Thanks, Dean. Here's a study which says ordinary untrained people are lousy (53% right) at guessing if somebody's telling the truth from looking at them (


Comment by Dean Da Costa on April 3, 2014 at 4:32pm

Thanks Keith, while not the same it does prove a point, if even with tells, as the study outlines people are only 53% correct, which is as they said like flipping a coin, how can doing it just off a picture with no tells or outside stimulus be as good. However given it is 50/50 to guess, you can get lucky, but that is all it would be luck, like flipping a coin, and as such the answer still is NO.

Comment by Keith Halperin on April 3, 2014 at 7:56pm

You're welcome, Dean. Talked w., a hiring manage\er while back about when to/not to use video and why:  He felt video cuts down on some of the cues (tells?) people get F2F. It's for such reasons I prefer the more indirect forms of communication to get basic info- phone to F2F- text/email to phone. (As the saying goes: "on the internet, nobody can tell you're a recruiter".) The F2F is the place for "getting" somebody.

Comment by Dean Da Costa on April 3, 2014 at 9:04pm

Hey Keith, I can understand, video interviewing does make it harder to get tells, not impossible but harder. The thing to remember is to be careful not going into an video interview or F2F meeting looking for something. There is an old saying if you look hard enough you will always find something, but if you have to look that hard it is probably not a biggie anyway. Just go in and be aware, and double check the tells you see, to ensure you are reading them right.

Comment by PAUL FOREL on April 5, 2014 at 2:42am


Thanks for adding this.

What is surprising to me is that no one has stepped forward asking how to learn any of this 'stuff' but those who did participate were only interested in throwing rocks at the conversation.

And this is a forum for HR professionals.

Very Funny!

Comment by Dean Da Costa on April 5, 2014 at 4:04am

Paul what Keith brought to the table is much different then your claim or what was discussed in the blog.
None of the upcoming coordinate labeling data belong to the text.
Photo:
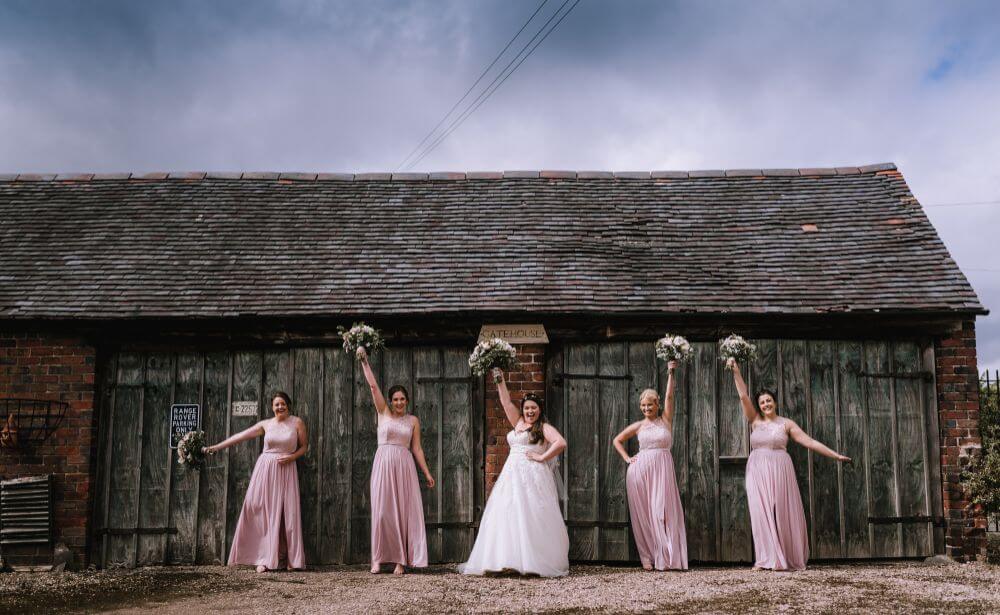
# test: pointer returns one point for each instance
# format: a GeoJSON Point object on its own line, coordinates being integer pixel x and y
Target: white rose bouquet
{"type": "Point", "coordinates": [361, 336]}
{"type": "Point", "coordinates": [494, 353]}
{"type": "Point", "coordinates": [673, 348]}
{"type": "Point", "coordinates": [190, 450]}
{"type": "Point", "coordinates": [735, 347]}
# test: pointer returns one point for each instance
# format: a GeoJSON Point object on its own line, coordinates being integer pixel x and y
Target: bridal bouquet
{"type": "Point", "coordinates": [673, 348]}
{"type": "Point", "coordinates": [361, 336]}
{"type": "Point", "coordinates": [492, 353]}
{"type": "Point", "coordinates": [735, 347]}
{"type": "Point", "coordinates": [190, 450]}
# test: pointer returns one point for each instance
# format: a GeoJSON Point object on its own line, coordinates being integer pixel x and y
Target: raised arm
{"type": "Point", "coordinates": [557, 444]}
{"type": "Point", "coordinates": [247, 434]}
{"type": "Point", "coordinates": [624, 436]}
{"type": "Point", "coordinates": [513, 414]}
{"type": "Point", "coordinates": [303, 439]}
{"type": "Point", "coordinates": [749, 411]}
{"type": "Point", "coordinates": [418, 453]}
{"type": "Point", "coordinates": [377, 397]}
{"type": "Point", "coordinates": [796, 433]}
{"type": "Point", "coordinates": [668, 399]}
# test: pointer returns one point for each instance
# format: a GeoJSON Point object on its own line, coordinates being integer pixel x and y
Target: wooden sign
{"type": "Point", "coordinates": [183, 418]}
{"type": "Point", "coordinates": [245, 408]}
{"type": "Point", "coordinates": [515, 334]}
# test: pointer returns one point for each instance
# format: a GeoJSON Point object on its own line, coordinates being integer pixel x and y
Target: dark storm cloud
{"type": "Point", "coordinates": [309, 85]}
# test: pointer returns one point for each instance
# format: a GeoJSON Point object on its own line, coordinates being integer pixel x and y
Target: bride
{"type": "Point", "coordinates": [522, 528]}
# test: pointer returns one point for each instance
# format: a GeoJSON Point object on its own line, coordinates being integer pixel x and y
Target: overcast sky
{"type": "Point", "coordinates": [311, 85]}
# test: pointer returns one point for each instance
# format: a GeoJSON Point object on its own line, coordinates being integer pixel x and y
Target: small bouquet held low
{"type": "Point", "coordinates": [735, 347]}
{"type": "Point", "coordinates": [673, 348]}
{"type": "Point", "coordinates": [361, 336]}
{"type": "Point", "coordinates": [490, 354]}
{"type": "Point", "coordinates": [191, 450]}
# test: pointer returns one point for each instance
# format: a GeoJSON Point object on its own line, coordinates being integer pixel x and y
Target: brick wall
{"type": "Point", "coordinates": [529, 376]}
{"type": "Point", "coordinates": [958, 411]}
{"type": "Point", "coordinates": [41, 366]}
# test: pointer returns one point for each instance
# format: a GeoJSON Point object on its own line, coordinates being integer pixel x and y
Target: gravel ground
{"type": "Point", "coordinates": [898, 587]}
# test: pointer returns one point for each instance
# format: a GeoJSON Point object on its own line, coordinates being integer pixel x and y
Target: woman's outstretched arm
{"type": "Point", "coordinates": [741, 387]}
{"type": "Point", "coordinates": [513, 414]}
{"type": "Point", "coordinates": [377, 397]}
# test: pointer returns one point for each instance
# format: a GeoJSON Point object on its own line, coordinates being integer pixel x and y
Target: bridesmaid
{"type": "Point", "coordinates": [778, 522]}
{"type": "Point", "coordinates": [653, 500]}
{"type": "Point", "coordinates": [398, 534]}
{"type": "Point", "coordinates": [269, 532]}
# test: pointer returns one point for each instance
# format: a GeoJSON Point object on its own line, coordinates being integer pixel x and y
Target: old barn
{"type": "Point", "coordinates": [124, 296]}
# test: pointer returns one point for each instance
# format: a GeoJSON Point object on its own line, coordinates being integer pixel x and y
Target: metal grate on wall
{"type": "Point", "coordinates": [26, 511]}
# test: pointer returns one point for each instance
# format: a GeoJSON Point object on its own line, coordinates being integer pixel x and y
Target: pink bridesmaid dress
{"type": "Point", "coordinates": [269, 532]}
{"type": "Point", "coordinates": [398, 534]}
{"type": "Point", "coordinates": [654, 502]}
{"type": "Point", "coordinates": [780, 541]}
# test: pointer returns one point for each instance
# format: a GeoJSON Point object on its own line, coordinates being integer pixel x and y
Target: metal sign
{"type": "Point", "coordinates": [245, 408]}
{"type": "Point", "coordinates": [184, 418]}
{"type": "Point", "coordinates": [515, 334]}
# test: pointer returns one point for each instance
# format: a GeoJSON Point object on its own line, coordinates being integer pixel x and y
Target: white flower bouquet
{"type": "Point", "coordinates": [361, 336]}
{"type": "Point", "coordinates": [489, 354]}
{"type": "Point", "coordinates": [673, 348]}
{"type": "Point", "coordinates": [735, 347]}
{"type": "Point", "coordinates": [190, 450]}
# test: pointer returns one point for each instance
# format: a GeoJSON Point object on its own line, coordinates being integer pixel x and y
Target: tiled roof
{"type": "Point", "coordinates": [850, 239]}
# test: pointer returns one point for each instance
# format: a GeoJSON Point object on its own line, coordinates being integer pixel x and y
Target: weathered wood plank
{"type": "Point", "coordinates": [614, 416]}
{"type": "Point", "coordinates": [825, 530]}
{"type": "Point", "coordinates": [881, 440]}
{"type": "Point", "coordinates": [737, 544]}
{"type": "Point", "coordinates": [307, 391]}
{"type": "Point", "coordinates": [365, 443]}
{"type": "Point", "coordinates": [247, 386]}
{"type": "Point", "coordinates": [428, 407]}
{"type": "Point", "coordinates": [183, 513]}
{"type": "Point", "coordinates": [853, 429]}
{"type": "Point", "coordinates": [212, 485]}
{"type": "Point", "coordinates": [793, 405]}
{"type": "Point", "coordinates": [912, 444]}
{"type": "Point", "coordinates": [336, 459]}
{"type": "Point", "coordinates": [701, 505]}
{"type": "Point", "coordinates": [582, 420]}
{"type": "Point", "coordinates": [156, 458]}
{"type": "Point", "coordinates": [455, 479]}
{"type": "Point", "coordinates": [125, 455]}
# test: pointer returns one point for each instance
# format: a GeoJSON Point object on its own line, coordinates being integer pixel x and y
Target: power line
{"type": "Point", "coordinates": [473, 86]}
{"type": "Point", "coordinates": [502, 77]}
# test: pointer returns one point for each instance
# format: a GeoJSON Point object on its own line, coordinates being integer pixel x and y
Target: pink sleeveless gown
{"type": "Point", "coordinates": [269, 532]}
{"type": "Point", "coordinates": [654, 502]}
{"type": "Point", "coordinates": [780, 540]}
{"type": "Point", "coordinates": [398, 534]}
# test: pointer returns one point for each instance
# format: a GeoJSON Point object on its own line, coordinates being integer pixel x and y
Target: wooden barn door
{"type": "Point", "coordinates": [150, 510]}
{"type": "Point", "coordinates": [871, 400]}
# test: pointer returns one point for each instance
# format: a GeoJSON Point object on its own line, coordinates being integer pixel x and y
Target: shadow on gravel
{"type": "Point", "coordinates": [81, 592]}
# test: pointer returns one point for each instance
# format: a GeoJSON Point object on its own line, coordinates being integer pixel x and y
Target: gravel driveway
{"type": "Point", "coordinates": [897, 587]}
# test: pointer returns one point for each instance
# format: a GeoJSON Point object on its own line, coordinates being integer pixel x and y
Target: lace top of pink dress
{"type": "Point", "coordinates": [769, 434]}
{"type": "Point", "coordinates": [655, 436]}
{"type": "Point", "coordinates": [281, 438]}
{"type": "Point", "coordinates": [396, 431]}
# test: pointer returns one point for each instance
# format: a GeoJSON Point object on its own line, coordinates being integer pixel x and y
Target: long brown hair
{"type": "Point", "coordinates": [537, 435]}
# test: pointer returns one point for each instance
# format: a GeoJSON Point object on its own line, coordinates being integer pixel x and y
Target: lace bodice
{"type": "Point", "coordinates": [655, 436]}
{"type": "Point", "coordinates": [281, 437]}
{"type": "Point", "coordinates": [769, 434]}
{"type": "Point", "coordinates": [520, 443]}
{"type": "Point", "coordinates": [395, 430]}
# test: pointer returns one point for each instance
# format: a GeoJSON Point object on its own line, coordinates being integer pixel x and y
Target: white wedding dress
{"type": "Point", "coordinates": [522, 527]}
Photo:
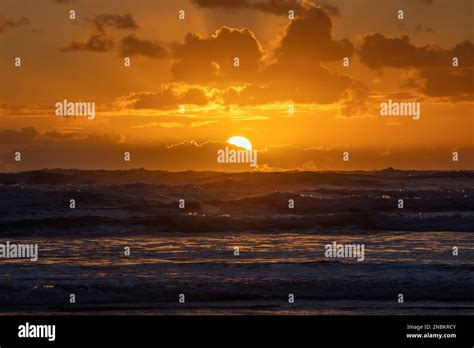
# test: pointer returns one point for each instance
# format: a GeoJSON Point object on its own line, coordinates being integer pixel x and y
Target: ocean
{"type": "Point", "coordinates": [192, 250]}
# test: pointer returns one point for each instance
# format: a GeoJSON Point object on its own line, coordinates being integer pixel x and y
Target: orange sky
{"type": "Point", "coordinates": [283, 62]}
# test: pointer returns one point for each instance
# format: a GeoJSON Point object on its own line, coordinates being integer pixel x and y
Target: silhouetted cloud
{"type": "Point", "coordinates": [435, 74]}
{"type": "Point", "coordinates": [116, 21]}
{"type": "Point", "coordinates": [204, 59]}
{"type": "Point", "coordinates": [96, 42]}
{"type": "Point", "coordinates": [20, 22]}
{"type": "Point", "coordinates": [170, 96]}
{"type": "Point", "coordinates": [99, 40]}
{"type": "Point", "coordinates": [133, 46]}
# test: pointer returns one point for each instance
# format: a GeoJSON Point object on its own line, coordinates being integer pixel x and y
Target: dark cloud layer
{"type": "Point", "coordinates": [435, 76]}
{"type": "Point", "coordinates": [201, 59]}
{"type": "Point", "coordinates": [20, 22]}
{"type": "Point", "coordinates": [271, 6]}
{"type": "Point", "coordinates": [100, 40]}
{"type": "Point", "coordinates": [168, 97]}
{"type": "Point", "coordinates": [106, 152]}
{"type": "Point", "coordinates": [133, 46]}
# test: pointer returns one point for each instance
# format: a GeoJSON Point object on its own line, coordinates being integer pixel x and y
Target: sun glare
{"type": "Point", "coordinates": [240, 142]}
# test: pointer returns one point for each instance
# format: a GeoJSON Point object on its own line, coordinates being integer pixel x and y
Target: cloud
{"type": "Point", "coordinates": [96, 42]}
{"type": "Point", "coordinates": [116, 21]}
{"type": "Point", "coordinates": [378, 50]}
{"type": "Point", "coordinates": [310, 38]}
{"type": "Point", "coordinates": [277, 7]}
{"type": "Point", "coordinates": [132, 46]}
{"type": "Point", "coordinates": [13, 136]}
{"type": "Point", "coordinates": [170, 96]}
{"type": "Point", "coordinates": [20, 22]}
{"type": "Point", "coordinates": [95, 151]}
{"type": "Point", "coordinates": [99, 40]}
{"type": "Point", "coordinates": [435, 76]}
{"type": "Point", "coordinates": [204, 59]}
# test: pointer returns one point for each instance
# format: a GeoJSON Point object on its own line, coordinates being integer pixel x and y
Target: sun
{"type": "Point", "coordinates": [240, 142]}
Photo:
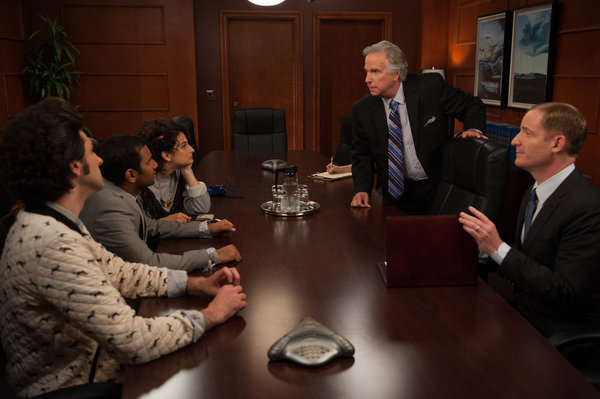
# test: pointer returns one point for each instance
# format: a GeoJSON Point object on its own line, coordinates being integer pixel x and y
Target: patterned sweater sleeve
{"type": "Point", "coordinates": [85, 281]}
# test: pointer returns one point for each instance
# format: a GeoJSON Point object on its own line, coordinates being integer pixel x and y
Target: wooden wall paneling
{"type": "Point", "coordinates": [12, 59]}
{"type": "Point", "coordinates": [128, 24]}
{"type": "Point", "coordinates": [434, 30]}
{"type": "Point", "coordinates": [136, 58]}
{"type": "Point", "coordinates": [262, 67]}
{"type": "Point", "coordinates": [339, 38]}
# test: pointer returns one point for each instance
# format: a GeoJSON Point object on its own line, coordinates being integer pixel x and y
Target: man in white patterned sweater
{"type": "Point", "coordinates": [63, 318]}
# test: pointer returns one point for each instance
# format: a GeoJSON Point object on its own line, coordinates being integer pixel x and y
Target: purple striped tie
{"type": "Point", "coordinates": [396, 153]}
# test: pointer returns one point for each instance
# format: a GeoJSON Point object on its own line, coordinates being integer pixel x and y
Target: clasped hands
{"type": "Point", "coordinates": [224, 284]}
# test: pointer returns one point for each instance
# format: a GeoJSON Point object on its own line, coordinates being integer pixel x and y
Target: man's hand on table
{"type": "Point", "coordinates": [221, 227]}
{"type": "Point", "coordinates": [229, 253]}
{"type": "Point", "coordinates": [178, 217]}
{"type": "Point", "coordinates": [360, 200]}
{"type": "Point", "coordinates": [229, 296]}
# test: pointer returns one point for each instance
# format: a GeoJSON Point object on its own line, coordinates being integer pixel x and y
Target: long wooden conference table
{"type": "Point", "coordinates": [434, 342]}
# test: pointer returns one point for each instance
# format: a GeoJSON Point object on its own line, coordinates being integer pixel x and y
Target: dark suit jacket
{"type": "Point", "coordinates": [556, 270]}
{"type": "Point", "coordinates": [427, 95]}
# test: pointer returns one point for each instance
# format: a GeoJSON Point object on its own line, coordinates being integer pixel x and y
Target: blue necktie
{"type": "Point", "coordinates": [529, 211]}
{"type": "Point", "coordinates": [396, 153]}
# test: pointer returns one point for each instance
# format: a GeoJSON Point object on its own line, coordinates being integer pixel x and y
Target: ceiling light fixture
{"type": "Point", "coordinates": [266, 2]}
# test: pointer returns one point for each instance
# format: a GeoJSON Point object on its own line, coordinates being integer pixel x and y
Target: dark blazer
{"type": "Point", "coordinates": [556, 271]}
{"type": "Point", "coordinates": [429, 102]}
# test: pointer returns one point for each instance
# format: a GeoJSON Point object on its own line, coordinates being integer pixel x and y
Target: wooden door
{"type": "Point", "coordinates": [339, 81]}
{"type": "Point", "coordinates": [262, 67]}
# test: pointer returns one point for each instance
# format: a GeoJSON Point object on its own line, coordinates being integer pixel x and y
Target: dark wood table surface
{"type": "Point", "coordinates": [435, 342]}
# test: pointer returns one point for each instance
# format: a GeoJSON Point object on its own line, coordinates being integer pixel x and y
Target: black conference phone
{"type": "Point", "coordinates": [310, 344]}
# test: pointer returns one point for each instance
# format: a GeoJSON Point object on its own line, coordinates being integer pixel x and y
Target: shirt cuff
{"type": "Point", "coordinates": [500, 253]}
{"type": "Point", "coordinates": [197, 319]}
{"type": "Point", "coordinates": [196, 191]}
{"type": "Point", "coordinates": [203, 230]}
{"type": "Point", "coordinates": [176, 283]}
{"type": "Point", "coordinates": [213, 257]}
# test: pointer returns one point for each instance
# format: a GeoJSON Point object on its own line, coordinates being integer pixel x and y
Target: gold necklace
{"type": "Point", "coordinates": [169, 202]}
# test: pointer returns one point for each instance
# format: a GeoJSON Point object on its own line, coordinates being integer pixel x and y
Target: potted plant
{"type": "Point", "coordinates": [50, 69]}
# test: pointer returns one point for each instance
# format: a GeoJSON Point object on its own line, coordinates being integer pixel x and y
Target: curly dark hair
{"type": "Point", "coordinates": [36, 150]}
{"type": "Point", "coordinates": [160, 135]}
{"type": "Point", "coordinates": [120, 153]}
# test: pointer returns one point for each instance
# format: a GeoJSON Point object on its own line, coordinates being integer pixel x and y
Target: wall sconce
{"type": "Point", "coordinates": [433, 70]}
{"type": "Point", "coordinates": [266, 2]}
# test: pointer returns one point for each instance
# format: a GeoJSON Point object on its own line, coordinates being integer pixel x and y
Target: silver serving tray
{"type": "Point", "coordinates": [307, 208]}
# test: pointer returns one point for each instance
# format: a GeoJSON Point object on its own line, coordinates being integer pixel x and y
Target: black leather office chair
{"type": "Point", "coordinates": [474, 172]}
{"type": "Point", "coordinates": [343, 155]}
{"type": "Point", "coordinates": [186, 125]}
{"type": "Point", "coordinates": [259, 129]}
{"type": "Point", "coordinates": [582, 348]}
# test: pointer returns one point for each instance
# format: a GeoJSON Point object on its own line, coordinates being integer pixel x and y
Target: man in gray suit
{"type": "Point", "coordinates": [555, 261]}
{"type": "Point", "coordinates": [115, 219]}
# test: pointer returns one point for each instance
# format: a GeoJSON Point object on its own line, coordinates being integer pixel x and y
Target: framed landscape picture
{"type": "Point", "coordinates": [530, 76]}
{"type": "Point", "coordinates": [491, 59]}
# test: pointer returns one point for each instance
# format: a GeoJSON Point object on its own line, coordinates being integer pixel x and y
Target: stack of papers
{"type": "Point", "coordinates": [329, 176]}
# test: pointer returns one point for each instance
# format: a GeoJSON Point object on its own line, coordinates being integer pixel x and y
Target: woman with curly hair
{"type": "Point", "coordinates": [176, 193]}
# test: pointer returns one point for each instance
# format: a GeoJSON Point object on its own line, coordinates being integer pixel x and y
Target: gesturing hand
{"type": "Point", "coordinates": [482, 229]}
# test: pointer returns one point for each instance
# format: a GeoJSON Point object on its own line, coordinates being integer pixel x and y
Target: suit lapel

Your claim of being able to tell just from a picture someone's core values, is ridiculous. What Keith is talking about is non verbal communication and tells from that communication, which as I told you I have written about many times, and in fact with in the comments here I even mention Joe Navarro and his book "What Every Body is Saying" which is all about tells and non verbal communication. However that, like what Keith brought to the table is far different then you claim. So lets not try to confuse anyone into thinking they are the same, they are not. Non verbal tells are legitimate and useful. Trying to tell some ones core values from a picture is fantasy land.

Comment by Keith D. Halperin on April 6, 2014 at 12:25pm

Thanks again, Gents. On reflection- I'm thinking that drilling down to thisdegree amy be unnecessary in most (interview) cases. I tell interviewers they need to answer just two questions for themselves:

1) Is the person competent (to do what we need them to do)?

2) Do you like them? (*Would you be comfortable being around them 40hr/week?)

*The more remote work they can do, the less important this is...

Comment by Dean Da Costa on April 6, 2014 at 3:42pm

Keith those are 2 good questions to ask.